Kalinowski had disappointing news on the effort to sell the town’s 1990 Mack dump truck as surplus. With a $25,000 bid reserve, there were no takers for the low-mileage vehicle. He expects to put the truck back up for bids later this winter.

In his sewer-extension project update, Kalinowski was pleased on the progress and costs to date for the Indian Village neighborhood.

“It remains essentially complete,” said Kalinowski who anticipates the arrival of the pump station building by March 1 and activation of the new system by March 28.

Kalinowski sees no change in the estimated per bedroom betterment fee in the $4,000 to $5,000 range.

One bit of good news for residents who use the Transfer Station is that new rates will not be set until after June 30 this year. The six-month deferral is expected to give the board time to consider a move to single stream recycling, the possible use of colored bags rather than bag ties, changes in facility hours of operation, and the cost of renewing the recycling contract when it expires at the end of June.

The Nashua Road municipal well site is expected to be complete by the targeted date of March 23. The prefabricated pump building was delivered and is in the process of being plumbed and wired.

Kalinowski also explained to the board that the price of deduct meters and meter inspections would see their first cost increase since 2008. The price of a deduct meter and inspection will rise from $300 to $325. Kalinowski noted that the price increase allows for covering the cost of the meter and labor to inspect the installation.

In other related water news, the inter-municipal agreement with Groton for the Reedy Meadow Estates sub-division was sent back to Pepperell for edits.
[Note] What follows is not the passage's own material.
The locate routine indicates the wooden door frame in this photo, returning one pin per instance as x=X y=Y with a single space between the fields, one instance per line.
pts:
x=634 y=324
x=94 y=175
Kalinowski noted that Groton had “slightly revised and clarified” some of the language in the document and that there were no substantive changes that would further delay ratification of the agreement.

The board denied a water abatement request for 1 Wilderness Way in the amount of $599.46. The home owner cited a water leak in the property’s irrigation system between Sep. 20 and 23 of last year. However, Kalinowski noted that the homeowner had typically high water consumption during that time and displayed daily water consumption graphs of the property to the board.

“He clearly violated the water ban from August right through October,” said Kalinowski.

Kalinowski noted that the capability of the new meters and software allow for daily and even hourly displays of water usage, but it is not used for enforcement purposes. Rather, it serves to resolve disputes in usage that might arise from time to time.

“It’s not the leak that pushed him over,” said Commissioner Greg Rice, who referred to the tiered usage billing and the fact that the homeowner was already over it despite the leaks.